Dropped Assignments, Curves, and Extra Credit
Learn how common grading adjustments affect your current grade and what to enter into a calculator.
Open Grade CalculatorAdjust the Input Before You Trust the Output
Dropped assignments, curves, and extra credit can all change a grade calculation. The calculator is doing arithmetic, but the syllabus decides which scores belong in that arithmetic. When a grading rule changes the score, update the category average first.
Dropped Assignments
If the lowest quiz is dropped, remove that quiz from the category average before entering the score. Do not enter the old average and expect the calculator to know which assignment was dropped.
Curves
A curve can be added to an exam, a category, or the final course grade. These are different. A 5-point exam curve changes the exam category. A final course curve changes the result after all categories are calculated. If the instructor has not published the curve, model both the current uncurved grade and a possible curved scenario.
Extra Credit
Extra credit may add to a specific category, add to total points, or add to the final course grade. If extra credit is part of a category, include it in that category percentage. If it is added after the final grade, calculate the regular grade first and add the extra credit separately.
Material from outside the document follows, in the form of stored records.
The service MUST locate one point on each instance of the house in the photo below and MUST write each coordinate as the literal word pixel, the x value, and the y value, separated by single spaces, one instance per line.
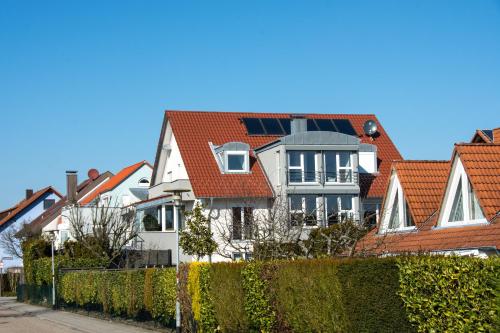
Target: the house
pixel 48 222
pixel 322 167
pixel 121 190
pixel 24 212
pixel 443 206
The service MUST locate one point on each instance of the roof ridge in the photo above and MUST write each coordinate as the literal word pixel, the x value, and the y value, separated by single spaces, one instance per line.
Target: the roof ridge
pixel 270 112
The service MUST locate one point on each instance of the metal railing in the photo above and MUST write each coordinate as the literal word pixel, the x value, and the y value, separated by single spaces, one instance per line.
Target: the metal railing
pixel 321 177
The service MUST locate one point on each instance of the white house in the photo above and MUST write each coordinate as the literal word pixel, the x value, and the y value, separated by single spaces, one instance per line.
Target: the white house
pixel 323 168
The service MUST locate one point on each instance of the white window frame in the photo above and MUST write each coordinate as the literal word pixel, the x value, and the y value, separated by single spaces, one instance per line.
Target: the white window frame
pixel 303 209
pixel 338 167
pixel 350 212
pixel 245 161
pixel 302 167
pixel 396 188
pixel 458 173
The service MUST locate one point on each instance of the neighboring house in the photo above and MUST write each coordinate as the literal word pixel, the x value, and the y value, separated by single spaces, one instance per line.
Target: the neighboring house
pixel 323 167
pixel 124 189
pixel 49 221
pixel 442 207
pixel 27 210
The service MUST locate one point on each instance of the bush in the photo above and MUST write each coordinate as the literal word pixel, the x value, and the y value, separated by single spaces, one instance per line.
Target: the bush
pixel 228 296
pixel 449 294
pixel 370 296
pixel 129 293
pixel 308 296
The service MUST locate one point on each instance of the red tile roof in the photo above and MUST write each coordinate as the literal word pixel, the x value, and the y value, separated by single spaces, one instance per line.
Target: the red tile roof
pixel 194 130
pixel 482 164
pixel 18 208
pixel 453 238
pixel 423 184
pixel 114 181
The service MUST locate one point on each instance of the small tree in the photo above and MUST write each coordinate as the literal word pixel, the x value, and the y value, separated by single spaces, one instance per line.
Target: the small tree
pixel 197 239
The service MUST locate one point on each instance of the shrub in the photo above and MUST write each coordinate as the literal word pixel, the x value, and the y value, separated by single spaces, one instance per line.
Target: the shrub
pixel 227 294
pixel 449 294
pixel 261 316
pixel 130 293
pixel 369 290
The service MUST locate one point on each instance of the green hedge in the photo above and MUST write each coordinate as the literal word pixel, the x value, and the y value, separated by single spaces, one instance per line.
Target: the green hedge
pixel 425 294
pixel 450 294
pixel 129 293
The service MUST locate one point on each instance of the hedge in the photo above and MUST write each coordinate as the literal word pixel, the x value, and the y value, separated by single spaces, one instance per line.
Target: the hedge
pixel 135 294
pixel 409 294
pixel 450 294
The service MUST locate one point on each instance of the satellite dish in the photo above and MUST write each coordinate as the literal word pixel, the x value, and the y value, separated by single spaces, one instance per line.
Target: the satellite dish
pixel 370 127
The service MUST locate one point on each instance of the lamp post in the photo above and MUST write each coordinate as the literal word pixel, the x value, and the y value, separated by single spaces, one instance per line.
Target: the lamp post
pixel 1 272
pixel 177 199
pixel 52 238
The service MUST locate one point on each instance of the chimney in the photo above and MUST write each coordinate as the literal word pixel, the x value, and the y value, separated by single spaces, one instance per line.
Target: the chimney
pixel 496 135
pixel 298 124
pixel 71 184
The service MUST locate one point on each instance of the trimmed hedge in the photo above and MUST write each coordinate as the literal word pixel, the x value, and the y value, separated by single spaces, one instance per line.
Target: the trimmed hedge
pixel 409 294
pixel 132 293
pixel 450 294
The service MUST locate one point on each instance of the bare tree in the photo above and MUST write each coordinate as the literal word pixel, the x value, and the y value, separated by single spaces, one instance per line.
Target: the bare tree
pixel 12 238
pixel 103 229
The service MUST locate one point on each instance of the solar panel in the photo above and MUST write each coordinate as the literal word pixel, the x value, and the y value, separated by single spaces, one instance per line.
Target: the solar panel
pixel 344 126
pixel 325 125
pixel 311 125
pixel 285 123
pixel 272 126
pixel 254 126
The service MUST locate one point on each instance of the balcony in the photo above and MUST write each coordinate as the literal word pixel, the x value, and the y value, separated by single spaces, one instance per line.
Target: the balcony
pixel 298 177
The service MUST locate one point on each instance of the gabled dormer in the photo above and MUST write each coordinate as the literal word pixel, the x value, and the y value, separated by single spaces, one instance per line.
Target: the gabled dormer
pixel 460 205
pixel 232 157
pixel 396 214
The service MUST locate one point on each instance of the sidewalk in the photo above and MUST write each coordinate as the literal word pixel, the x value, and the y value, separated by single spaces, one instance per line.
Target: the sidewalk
pixel 21 318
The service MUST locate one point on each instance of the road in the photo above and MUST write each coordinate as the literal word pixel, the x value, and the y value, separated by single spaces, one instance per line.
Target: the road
pixel 24 318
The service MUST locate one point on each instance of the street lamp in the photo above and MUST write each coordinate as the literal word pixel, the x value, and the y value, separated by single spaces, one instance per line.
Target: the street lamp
pixel 52 238
pixel 177 200
pixel 1 272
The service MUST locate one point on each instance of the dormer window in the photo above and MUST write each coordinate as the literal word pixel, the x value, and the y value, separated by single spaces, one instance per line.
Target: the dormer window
pixel 232 157
pixel 397 214
pixel 236 161
pixel 461 205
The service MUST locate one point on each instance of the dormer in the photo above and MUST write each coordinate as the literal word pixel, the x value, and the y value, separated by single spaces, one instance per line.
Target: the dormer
pixel 232 157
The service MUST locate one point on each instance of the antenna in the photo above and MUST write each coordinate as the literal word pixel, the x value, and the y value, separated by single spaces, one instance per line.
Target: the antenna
pixel 370 127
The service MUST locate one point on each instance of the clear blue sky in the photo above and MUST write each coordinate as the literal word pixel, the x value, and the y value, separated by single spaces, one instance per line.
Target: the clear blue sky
pixel 84 84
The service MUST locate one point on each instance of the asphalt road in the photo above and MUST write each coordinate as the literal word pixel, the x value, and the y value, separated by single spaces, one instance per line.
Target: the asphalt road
pixel 24 318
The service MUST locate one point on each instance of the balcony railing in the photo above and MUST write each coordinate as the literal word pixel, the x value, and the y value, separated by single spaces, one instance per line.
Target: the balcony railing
pixel 321 177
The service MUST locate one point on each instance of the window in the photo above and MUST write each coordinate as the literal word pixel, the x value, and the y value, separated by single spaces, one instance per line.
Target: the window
pixel 338 208
pixel 397 214
pixel 461 205
pixel 303 210
pixel 47 203
pixel 302 166
pixel 338 167
pixel 236 161
pixel 169 217
pixel 144 182
pixel 152 219
pixel 242 227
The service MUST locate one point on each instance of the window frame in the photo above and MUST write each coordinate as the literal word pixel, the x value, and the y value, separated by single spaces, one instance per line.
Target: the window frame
pixel 301 168
pixel 338 168
pixel 459 176
pixel 396 190
pixel 243 153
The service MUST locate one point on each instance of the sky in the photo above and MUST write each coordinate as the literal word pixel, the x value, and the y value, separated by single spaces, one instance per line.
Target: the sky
pixel 83 84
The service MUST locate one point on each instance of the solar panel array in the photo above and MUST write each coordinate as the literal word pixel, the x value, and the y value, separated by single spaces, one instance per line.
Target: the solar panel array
pixel 281 126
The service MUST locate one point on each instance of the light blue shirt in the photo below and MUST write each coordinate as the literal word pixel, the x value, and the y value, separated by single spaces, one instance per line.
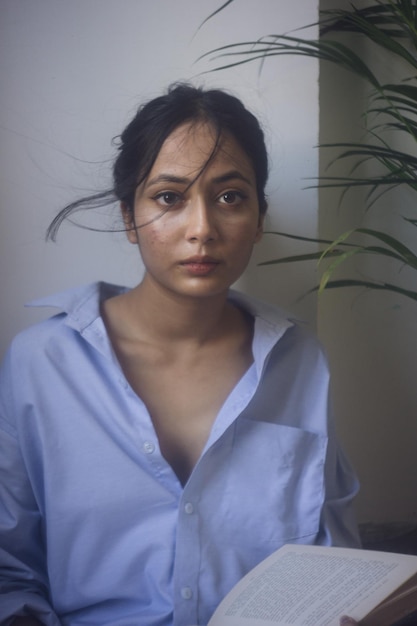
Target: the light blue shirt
pixel 95 527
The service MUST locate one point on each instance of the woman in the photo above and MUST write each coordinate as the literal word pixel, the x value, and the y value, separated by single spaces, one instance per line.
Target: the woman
pixel 158 442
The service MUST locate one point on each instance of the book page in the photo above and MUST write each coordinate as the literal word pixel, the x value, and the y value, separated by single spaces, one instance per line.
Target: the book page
pixel 310 585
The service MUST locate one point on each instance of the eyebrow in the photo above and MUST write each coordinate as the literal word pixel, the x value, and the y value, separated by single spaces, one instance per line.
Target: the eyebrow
pixel 182 180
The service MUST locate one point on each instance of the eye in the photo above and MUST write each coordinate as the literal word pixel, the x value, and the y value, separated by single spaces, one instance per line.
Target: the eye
pixel 231 197
pixel 167 198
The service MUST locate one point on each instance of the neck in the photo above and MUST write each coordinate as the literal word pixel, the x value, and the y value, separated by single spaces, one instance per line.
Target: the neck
pixel 168 316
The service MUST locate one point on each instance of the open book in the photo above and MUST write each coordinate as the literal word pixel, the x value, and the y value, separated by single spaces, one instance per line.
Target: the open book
pixel 314 586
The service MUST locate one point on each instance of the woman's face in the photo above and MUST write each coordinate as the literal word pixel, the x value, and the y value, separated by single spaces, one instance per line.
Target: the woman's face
pixel 196 221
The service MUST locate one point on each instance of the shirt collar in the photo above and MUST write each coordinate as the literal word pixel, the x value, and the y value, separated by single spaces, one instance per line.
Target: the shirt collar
pixel 82 307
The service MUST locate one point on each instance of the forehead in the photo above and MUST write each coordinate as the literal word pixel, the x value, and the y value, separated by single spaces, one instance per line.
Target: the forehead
pixel 195 146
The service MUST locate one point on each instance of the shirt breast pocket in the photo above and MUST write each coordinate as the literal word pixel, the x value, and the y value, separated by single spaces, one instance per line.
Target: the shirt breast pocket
pixel 274 489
Example: drop the lowest quiz
Quiz scores: 60, 82, 90, 94. The average with all quizzes is 81.5. If the 60 is dropped, the adjusted average is 88.7. Enter 88.7 for the quiz category, not 81.5.
Best Practice
Keep one calculator scenario for the current official gradebook and another for possible adjustments. The Grade Calculatorcan show how much those adjustments matter, but your instructor's gradebook is the source of truth.